Liu Xia, widely recognized and admired by the artistic and intellectual community in Beijing, may be the most important photographer in China today. She is also, however, a forbidden artist. Six of her photographs, shown below, never received the Chinese government’s permission to leave China; they had to be smuggled out. Liu Xia herself disappeared this past January, placed under house arrest somewhere in Beijing by police without so much as an indictment, much less a trial. Nobody knows where she is.
Why such censorship for rather abstract photos? Why do they make the Chinese government so angry? Not because Liu Xia is a political activist; like most artists, she longs for freedom, but she isn’t an active dissident. No, the repression has only one explanation: Liu Xia is the wife of Liu Xiaobo, the 2010 Nobel Peace Prize recipient, jailed for 11 years for threatening the security of the state. His only crime was to have written a petition—an act permitted by the Chinese constitution, by the way—asking for dialogue with the Communist Party in order to organize a transition toward democracy. This petition, circulated on the Web, was signed by several thousand Chinese scholars and artists.

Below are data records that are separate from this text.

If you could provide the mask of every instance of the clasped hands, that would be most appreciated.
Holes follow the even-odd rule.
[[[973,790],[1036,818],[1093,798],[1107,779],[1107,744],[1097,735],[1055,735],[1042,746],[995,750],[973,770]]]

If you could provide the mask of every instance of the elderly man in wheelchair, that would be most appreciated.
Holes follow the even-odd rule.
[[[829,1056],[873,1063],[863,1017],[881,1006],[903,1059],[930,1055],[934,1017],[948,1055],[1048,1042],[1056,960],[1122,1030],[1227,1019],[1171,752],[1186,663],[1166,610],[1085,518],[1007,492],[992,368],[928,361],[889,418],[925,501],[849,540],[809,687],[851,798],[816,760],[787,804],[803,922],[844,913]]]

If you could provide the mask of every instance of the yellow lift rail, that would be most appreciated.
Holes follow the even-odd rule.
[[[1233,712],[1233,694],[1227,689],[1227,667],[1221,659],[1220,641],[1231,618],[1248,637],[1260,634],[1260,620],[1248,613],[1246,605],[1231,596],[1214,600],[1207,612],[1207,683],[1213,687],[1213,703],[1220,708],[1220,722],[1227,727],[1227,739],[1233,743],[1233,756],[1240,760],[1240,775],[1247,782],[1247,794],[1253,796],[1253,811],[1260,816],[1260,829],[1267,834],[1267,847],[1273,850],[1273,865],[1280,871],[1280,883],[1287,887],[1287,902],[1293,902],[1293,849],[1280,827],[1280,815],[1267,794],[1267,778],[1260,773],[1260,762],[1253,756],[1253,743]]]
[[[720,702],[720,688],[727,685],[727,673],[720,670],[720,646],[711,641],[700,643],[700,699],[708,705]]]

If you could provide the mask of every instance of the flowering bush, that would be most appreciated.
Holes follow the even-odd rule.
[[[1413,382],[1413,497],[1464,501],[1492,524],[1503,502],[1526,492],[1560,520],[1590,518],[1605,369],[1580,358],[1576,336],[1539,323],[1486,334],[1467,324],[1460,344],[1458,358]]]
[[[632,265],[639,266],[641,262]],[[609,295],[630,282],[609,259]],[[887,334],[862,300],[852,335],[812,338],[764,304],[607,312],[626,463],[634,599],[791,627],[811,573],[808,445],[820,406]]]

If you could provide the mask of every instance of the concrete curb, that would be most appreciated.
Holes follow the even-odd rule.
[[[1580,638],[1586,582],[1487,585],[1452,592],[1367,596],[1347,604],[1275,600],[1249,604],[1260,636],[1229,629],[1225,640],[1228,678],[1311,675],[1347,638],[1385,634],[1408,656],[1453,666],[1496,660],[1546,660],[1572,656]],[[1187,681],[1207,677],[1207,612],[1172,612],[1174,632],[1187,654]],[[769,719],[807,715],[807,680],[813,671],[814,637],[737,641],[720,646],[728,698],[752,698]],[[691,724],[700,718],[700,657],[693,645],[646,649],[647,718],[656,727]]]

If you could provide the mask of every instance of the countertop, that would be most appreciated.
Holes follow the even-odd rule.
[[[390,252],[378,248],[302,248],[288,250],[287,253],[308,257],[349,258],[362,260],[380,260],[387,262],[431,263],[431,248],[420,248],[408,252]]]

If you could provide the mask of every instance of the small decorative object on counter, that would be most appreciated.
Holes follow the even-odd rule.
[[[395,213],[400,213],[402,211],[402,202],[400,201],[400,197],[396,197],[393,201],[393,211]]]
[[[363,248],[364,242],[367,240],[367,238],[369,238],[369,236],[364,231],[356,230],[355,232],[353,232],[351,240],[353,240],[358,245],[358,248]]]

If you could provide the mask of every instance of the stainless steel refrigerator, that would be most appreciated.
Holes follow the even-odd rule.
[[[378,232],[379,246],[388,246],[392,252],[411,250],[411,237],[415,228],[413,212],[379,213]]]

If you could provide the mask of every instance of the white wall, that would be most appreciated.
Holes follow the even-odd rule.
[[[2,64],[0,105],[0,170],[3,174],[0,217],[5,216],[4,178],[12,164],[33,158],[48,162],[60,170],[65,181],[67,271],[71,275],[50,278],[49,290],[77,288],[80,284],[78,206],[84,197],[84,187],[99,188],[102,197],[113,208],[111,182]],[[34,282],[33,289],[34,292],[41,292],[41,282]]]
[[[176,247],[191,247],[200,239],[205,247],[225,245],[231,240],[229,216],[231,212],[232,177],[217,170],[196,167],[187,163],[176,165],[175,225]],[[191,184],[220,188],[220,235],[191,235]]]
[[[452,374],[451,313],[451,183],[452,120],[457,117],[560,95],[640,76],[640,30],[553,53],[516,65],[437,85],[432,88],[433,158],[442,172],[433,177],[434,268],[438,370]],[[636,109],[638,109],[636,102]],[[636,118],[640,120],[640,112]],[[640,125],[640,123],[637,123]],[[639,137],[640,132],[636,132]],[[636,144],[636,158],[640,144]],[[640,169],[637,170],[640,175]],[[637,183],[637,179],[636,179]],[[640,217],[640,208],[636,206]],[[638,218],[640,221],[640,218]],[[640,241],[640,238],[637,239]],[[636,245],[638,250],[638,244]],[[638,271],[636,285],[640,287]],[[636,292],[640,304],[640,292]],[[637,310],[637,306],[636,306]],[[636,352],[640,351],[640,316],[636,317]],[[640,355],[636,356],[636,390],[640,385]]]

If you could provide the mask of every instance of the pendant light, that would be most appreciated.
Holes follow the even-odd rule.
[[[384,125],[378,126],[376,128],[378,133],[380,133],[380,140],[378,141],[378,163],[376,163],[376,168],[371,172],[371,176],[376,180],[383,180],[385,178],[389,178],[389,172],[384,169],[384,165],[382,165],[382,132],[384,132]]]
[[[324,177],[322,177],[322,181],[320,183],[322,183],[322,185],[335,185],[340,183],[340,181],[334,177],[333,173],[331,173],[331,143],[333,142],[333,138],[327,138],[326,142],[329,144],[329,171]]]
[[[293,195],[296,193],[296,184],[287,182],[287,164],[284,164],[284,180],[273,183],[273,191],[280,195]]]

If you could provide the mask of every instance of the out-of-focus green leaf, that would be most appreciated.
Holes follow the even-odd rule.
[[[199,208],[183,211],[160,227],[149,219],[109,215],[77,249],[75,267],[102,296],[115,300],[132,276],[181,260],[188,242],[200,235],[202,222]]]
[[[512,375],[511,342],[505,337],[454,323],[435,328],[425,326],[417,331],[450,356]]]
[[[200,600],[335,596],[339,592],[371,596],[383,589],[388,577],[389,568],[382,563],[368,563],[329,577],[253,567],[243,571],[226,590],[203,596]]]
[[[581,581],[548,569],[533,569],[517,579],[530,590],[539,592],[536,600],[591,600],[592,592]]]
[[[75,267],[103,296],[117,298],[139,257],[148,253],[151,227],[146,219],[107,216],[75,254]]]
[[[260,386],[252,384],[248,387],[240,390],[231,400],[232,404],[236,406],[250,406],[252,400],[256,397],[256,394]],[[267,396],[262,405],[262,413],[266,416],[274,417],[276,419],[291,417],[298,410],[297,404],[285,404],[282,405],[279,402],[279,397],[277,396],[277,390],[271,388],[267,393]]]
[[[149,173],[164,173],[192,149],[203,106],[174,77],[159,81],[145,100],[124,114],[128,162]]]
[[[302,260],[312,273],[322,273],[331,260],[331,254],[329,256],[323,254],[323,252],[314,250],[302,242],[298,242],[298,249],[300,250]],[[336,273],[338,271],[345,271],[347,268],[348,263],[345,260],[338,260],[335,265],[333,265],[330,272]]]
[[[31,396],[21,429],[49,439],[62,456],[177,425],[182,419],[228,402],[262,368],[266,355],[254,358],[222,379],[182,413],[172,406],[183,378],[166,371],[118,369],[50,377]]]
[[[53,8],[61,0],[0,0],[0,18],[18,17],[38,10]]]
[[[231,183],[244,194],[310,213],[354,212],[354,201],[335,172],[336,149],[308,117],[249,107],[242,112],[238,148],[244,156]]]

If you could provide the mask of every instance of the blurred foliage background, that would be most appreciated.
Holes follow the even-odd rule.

When Liu Xia is asked why she has shaved her hair, she answers that she will let it grow again when China is free. She wonders, too, why the West doesn’t support Chinese democrats as it once supported Russian dissidents. “Aren’t we human?” she asks. “Or are you waiting until all democrats in China are exterminated—and then you will cry for us?”
Today, an exhibit of Liu Xia’s photographs opens in the Boulogne Museum, near Paris. This is the first time that the photos are being shown in public; until now, they could be seen only in private, either at Liu Xia’s apartment or circulated among enlightened amateurs in Beijing. The exhibit, The Silent Strength of Liu Xia, highlights the artist’s use of black and white—an homage to the ancient art of calligraphy, the source of all the arts in China. In Liu Xia’s work, we see the strange puppets that she calls her “ugly babies” wandering like ghosts in Beijing. The idea, sadly irrelevant in the end, was that the censors wouldn’t be as alarmed at photos of dolls as at photos of real people. In the final photograph, though, we do see Liu Xiaobo.
Liu Xia is not the only major Chinese artist punished for failing to serve the Party. Gao Xingjian, a Nobel laureate for literature, has been exiled and lives in France. Ai Weiwei, whose sculptures have been shown in New York, was jailed this year for two months without explanation; today, in Beijing, he isn’t allowed to talk to foreigners. One might expect the Communist Party to celebrate the Chinese cultural renaissance being created by the country’s world-recognized artists. Since it doesn’t, the obvious conclusion is that the Party fears the creativity of its own subjects—a common feature of all doomed oppressive regimes.